I was having a DAY.
It was the Tornado’s LAST DAY of any kind of summer camp.
And there were thirty one more days until school began.
And I was panicking.
I had two hours left of Summer 2013 childcare & the inside of my brain resembled this:
what do I do? work? play? walk the lake? go to the gym and lift weights? wait. I dont belong to a gym here. join a gym and life weights? that would take forever. get coffee and just sit here relaxing? wait. I need to do something I cant do with her around. I should work. but I want coffee. and I want to savor these final two hours not squander them on work. I should go to the gym and lift. oh yeah I dont belong to a gym here…
I was feeling self-created pressure to LOVE! EMBRACE!! my final moments without child, yet I was less *savoring* & more wallowing in a pool of PANIC.
I received a text which read, essentially, hey! where are you? do you have a moment? I wanna stop by!

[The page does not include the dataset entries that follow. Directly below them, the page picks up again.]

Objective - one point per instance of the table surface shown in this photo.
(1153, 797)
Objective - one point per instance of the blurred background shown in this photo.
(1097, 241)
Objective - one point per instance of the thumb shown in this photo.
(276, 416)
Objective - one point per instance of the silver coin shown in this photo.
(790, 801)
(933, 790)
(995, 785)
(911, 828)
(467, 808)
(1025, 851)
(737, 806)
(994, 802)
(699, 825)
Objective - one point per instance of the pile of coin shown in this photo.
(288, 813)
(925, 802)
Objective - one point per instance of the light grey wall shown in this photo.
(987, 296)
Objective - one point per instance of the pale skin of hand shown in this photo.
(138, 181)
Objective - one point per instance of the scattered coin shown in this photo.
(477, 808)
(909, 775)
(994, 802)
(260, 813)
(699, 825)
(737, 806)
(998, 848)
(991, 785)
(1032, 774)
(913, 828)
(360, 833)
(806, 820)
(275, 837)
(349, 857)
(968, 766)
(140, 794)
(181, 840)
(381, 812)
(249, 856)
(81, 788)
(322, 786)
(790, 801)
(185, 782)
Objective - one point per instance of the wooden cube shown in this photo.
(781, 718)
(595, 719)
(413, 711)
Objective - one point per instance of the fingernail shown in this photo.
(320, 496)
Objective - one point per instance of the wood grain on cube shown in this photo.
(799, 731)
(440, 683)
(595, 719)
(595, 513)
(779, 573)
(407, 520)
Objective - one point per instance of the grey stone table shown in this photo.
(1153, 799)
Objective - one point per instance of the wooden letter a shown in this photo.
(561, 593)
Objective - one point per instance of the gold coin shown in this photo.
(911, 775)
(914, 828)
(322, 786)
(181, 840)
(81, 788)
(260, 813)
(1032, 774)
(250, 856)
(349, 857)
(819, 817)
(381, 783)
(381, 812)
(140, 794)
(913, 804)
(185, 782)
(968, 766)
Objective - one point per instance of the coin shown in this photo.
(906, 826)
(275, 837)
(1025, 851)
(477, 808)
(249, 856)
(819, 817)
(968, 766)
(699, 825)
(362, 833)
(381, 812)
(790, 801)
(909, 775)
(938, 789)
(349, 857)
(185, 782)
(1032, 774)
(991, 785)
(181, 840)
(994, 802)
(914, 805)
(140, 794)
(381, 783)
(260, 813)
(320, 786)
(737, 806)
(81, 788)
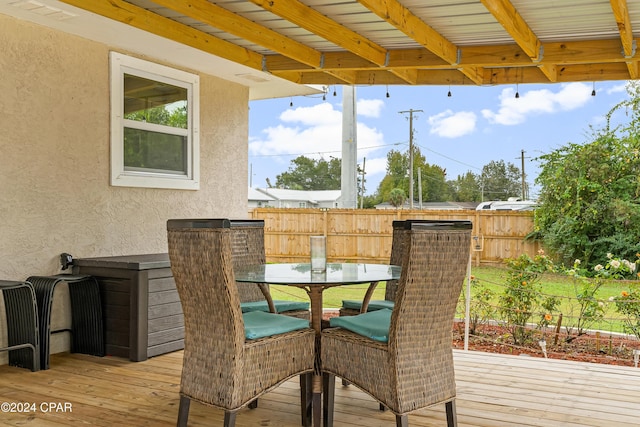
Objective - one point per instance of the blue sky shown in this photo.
(460, 133)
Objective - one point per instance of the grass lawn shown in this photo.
(494, 278)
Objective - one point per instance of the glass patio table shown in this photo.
(299, 275)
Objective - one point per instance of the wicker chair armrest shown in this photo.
(367, 297)
(267, 295)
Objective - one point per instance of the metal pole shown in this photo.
(348, 178)
(523, 183)
(411, 111)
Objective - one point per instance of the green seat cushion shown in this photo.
(258, 324)
(374, 324)
(280, 306)
(373, 304)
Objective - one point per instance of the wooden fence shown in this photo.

You’d think —as I sat isolated in my frazzle—Id have responded:
yes! come! I’m freaking out!
I did not.
I’m woman enough to admit my first thought (and embarrassingly first text) was something along the lines of:
Im so frazzled. I dont know I can share any of my last childfree moments with you.
What I longed to say was:
Im feeling hopeless (husband gone all month + no childcare = nary a moment for me) and youre butting in on my final solo time.
(With hindsight I am horrified. As we’ve discussed on the book of the face, however, I never “whitewash” my life. I’m flawed as we all are.)
After a few texts I told my friend where I was with the added selfish-but-true caveat of Im here now but leaving really soon. Im going to do *something* just for me.
(Cue another with-hindsight-CRINGE & add in ramblings about it being 20/20)
You see, my friend didn’t want to steal my last smidge of me-time (hangs head).
My friend needed not a THING from me.
My *tenacious* friend asked for fast face-time because she wanted to give me something.
She knew I’d shed my strength and just sought a few moments of my time to give me hope.
And after she did I was speechless.
In that moment, this woman who never ceases yammering couldnt find words (for this post or) for her friend.
In my head (as my friend hurried away to continue *her* busy day & I sat semi-stunned with HOPE happily hung around my neck) I returned a line from the piece of cinematicwonderment known as Fools Rush In:
My getting KEYED with hope was everything I never knew I always needed right in that very moment.
And, in words I still cant find to capture what I felt, Ive return to one not used often as of late:
understood.
comments are closed. please take that time & do a kindness/bestow hope on someone in your life. Im finally ready to share the HOPE and am hitting the streets of Oakland to do so.